Sein berühmtestes Werk, A Bigger Splash, entstand in Acryl und zeigt ein idealisiertes Bungalow mit Swimmingpool. Jahrelang präsentierten seine Zeichnungen, Fotografien und Gemälde athletische, verklärte Figuren und stellten dabei oft traditionelle Normen infrage. Hockney erforschte auch ungewöhnliche Ideen, etwa als er glaubte, in den Initialen Walt Whitmans eine numerische Verschlüsselung entdeckt zu haben.
Seine malerische Virtuosität diente ihm häufig dazu, das Establishment zu verspotten und zugleich zu faszinieren. Während Ed Ruscha später die kühle Zergliederung kalifornischer Klischees auf die Spitze trieb, war Hockney bereits an ihren Anfängen beteiligt.
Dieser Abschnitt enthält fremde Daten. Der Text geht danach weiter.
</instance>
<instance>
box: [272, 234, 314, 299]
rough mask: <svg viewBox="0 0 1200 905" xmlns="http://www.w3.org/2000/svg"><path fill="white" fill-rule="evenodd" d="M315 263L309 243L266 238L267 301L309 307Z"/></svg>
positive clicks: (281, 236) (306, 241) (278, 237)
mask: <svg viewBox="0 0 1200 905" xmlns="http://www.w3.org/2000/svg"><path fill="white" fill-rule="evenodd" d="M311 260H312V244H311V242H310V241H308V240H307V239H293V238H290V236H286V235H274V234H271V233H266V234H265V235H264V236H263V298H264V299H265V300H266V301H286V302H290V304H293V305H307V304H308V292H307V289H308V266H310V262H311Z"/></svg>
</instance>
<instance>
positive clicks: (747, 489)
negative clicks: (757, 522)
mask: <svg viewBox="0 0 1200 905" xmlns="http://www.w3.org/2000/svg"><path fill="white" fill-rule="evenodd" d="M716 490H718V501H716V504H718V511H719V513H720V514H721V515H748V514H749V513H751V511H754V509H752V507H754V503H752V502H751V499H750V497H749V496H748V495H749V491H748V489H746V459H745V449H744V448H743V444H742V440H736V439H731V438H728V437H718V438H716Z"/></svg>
Sein Schaffen durchbrach konsequent Grenzen, überwand Genres und Stile mit scheinbar müheloser Eleganz. Hockneys Vermächtnis lebt weiter in seinen lebendigen, innovativen Werken und seinem bleibenden Einfluss auf die moderne Kunst. Sein Tod markiert das Ende einer Ära für einen Künstler, der die künstlerische Ausdrucksform neu geprägt hat.